University of Glasgow project to shed light on modern-day burial mounds

They will investigate the recent trend for constructing burial mounds as columbaria – places for housing the cremated remains of the deceased.

A team of academics at the University of Glasgow has announced a new research project designed to explore the burgeoning UK funerary phenomenon of being interred within modern reconstructions of prehistoric-style burial mounds.

A British Academy Leverhulme small grant was awarded to Dr Kenny Brophy, the university’s Professor of Archaeology, and PhD researcher Andrew Watson for their project, Death BC.

They will investigate the recent trend for constructing burial mounds as columbaria – places for housing the cremated remains of the deceased. These megalithic structures draw their inspiration from the Neolithic and Bronze Age burial mounds known as ‘barrows’.

Photo: University of Glasgow. Andrew Watson pays a visit to the Round Barrow at Higher Ground Meadow, near Dorchester, during construction of the columbarium.

The Long Barrow at All Cannings, Wiltshire, was the first barrow to be built in Britain for thousands of years. Completed in 2014, it comprises a passageway linking to five stone chambers with niches in which to store cremation urns. As is the case with many famous prehistoric megaliths, the barrow is aligned with the winter solstice.

There are now more than a dozen burial mounds in operation, or in the planning process, throughout the UK.

Through archaeological fieldwork and surveys, the research team will explore how the architecture and design of each barrow has been influenced by its prehistoric predecessors, and conduct interviews to shed light on why people have chosen these mounds as their final resting place.

Commenting on modern-day approaches to death and burial, Dr Brophy said: ‘The construction of prehistoric-style monuments appears to be more fashionable now than it has been for millennia and I want to make sense of why this might be.’

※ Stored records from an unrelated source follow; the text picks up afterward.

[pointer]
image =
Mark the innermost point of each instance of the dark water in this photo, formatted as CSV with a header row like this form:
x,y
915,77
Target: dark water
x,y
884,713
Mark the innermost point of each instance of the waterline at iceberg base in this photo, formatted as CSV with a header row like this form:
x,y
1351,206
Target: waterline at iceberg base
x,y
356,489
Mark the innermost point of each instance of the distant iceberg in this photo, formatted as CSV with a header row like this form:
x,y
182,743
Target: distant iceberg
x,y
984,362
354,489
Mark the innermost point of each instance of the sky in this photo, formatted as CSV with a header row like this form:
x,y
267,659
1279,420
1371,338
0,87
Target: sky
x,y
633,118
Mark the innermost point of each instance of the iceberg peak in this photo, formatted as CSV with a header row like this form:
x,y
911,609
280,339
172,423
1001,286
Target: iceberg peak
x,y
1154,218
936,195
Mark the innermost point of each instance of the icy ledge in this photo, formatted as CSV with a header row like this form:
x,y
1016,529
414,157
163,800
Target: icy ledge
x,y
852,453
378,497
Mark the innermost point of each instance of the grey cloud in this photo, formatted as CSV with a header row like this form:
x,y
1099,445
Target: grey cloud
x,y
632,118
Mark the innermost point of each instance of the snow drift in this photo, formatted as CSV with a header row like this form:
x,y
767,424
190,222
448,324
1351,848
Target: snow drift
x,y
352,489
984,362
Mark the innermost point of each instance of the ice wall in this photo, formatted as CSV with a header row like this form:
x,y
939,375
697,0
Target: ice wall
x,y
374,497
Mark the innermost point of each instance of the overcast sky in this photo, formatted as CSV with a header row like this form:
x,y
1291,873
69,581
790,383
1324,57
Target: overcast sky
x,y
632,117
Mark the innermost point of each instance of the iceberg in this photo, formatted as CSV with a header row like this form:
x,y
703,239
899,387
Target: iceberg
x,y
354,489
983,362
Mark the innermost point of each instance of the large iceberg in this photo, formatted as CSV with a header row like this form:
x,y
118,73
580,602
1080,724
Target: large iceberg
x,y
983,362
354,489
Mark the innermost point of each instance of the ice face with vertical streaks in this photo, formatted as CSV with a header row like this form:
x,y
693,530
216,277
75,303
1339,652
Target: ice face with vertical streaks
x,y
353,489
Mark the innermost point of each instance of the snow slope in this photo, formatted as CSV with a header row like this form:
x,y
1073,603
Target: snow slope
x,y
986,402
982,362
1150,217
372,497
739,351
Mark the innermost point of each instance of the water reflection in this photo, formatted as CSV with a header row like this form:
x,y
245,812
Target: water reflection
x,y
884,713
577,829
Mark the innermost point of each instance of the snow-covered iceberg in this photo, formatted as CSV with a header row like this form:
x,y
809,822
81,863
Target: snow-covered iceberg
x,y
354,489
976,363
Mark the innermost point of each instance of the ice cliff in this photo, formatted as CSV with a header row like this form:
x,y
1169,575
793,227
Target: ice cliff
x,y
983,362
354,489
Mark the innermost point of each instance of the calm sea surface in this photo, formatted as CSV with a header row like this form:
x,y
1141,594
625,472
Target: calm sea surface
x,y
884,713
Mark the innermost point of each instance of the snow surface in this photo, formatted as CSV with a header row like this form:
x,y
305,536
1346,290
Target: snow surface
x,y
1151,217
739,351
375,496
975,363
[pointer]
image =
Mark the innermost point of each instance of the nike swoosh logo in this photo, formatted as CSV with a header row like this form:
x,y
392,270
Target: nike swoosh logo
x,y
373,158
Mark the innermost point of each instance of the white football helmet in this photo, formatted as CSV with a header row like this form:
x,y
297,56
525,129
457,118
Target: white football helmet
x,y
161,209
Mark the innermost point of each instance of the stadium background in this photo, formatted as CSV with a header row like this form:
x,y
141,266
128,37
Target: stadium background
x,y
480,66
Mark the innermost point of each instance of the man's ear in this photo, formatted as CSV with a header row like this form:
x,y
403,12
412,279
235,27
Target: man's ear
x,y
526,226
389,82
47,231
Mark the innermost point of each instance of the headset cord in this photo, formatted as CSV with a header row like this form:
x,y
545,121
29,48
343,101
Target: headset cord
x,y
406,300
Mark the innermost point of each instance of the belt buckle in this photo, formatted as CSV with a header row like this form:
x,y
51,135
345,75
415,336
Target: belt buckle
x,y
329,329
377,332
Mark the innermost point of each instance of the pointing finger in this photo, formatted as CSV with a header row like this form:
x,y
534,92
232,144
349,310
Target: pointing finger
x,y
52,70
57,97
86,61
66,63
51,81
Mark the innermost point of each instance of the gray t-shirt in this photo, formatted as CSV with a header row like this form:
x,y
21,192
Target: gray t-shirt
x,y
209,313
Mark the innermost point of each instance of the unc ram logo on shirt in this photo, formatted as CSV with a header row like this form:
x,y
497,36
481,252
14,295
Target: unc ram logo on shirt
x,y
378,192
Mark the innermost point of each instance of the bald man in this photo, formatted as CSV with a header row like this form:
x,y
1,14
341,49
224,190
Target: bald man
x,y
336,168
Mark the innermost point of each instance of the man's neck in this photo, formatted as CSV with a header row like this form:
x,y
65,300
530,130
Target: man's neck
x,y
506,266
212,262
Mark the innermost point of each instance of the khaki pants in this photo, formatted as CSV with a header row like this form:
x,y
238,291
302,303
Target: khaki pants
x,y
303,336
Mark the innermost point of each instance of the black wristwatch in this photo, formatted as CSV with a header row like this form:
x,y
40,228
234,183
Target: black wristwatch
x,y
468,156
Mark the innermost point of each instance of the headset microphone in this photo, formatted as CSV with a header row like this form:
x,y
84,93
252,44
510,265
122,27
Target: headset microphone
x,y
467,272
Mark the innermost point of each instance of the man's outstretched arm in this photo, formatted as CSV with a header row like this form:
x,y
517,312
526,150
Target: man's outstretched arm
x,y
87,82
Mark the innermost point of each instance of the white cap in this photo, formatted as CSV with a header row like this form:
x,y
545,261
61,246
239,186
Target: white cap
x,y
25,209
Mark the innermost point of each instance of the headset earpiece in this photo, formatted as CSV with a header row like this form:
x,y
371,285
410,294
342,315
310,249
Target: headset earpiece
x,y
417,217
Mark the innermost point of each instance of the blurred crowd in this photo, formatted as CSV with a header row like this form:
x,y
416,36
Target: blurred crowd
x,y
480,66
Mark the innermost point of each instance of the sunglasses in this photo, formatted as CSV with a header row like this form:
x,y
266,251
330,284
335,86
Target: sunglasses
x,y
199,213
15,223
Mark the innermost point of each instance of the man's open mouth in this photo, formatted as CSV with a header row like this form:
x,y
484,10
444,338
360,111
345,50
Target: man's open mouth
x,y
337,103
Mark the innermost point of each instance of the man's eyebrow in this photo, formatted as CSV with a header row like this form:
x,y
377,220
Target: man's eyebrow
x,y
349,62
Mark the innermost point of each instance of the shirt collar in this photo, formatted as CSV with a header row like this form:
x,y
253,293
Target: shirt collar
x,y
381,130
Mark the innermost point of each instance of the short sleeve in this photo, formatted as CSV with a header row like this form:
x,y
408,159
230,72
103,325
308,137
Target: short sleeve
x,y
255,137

Death BC is the first project of its kind and builds on my doctoral research with Dr Brophy,’ said Andrew Watson, whose work includes the study of the Cotswold-Severn megalithic long barrows.

‘This project will allow us to advance this research further, exploring the significance of these monuments not only to people interring loved ones but to wider society,’ he added. ‘We also hope to be able to explore contemporary perspectives on death, burial, mourning and remembrance through these monuments and the communities associated with them.’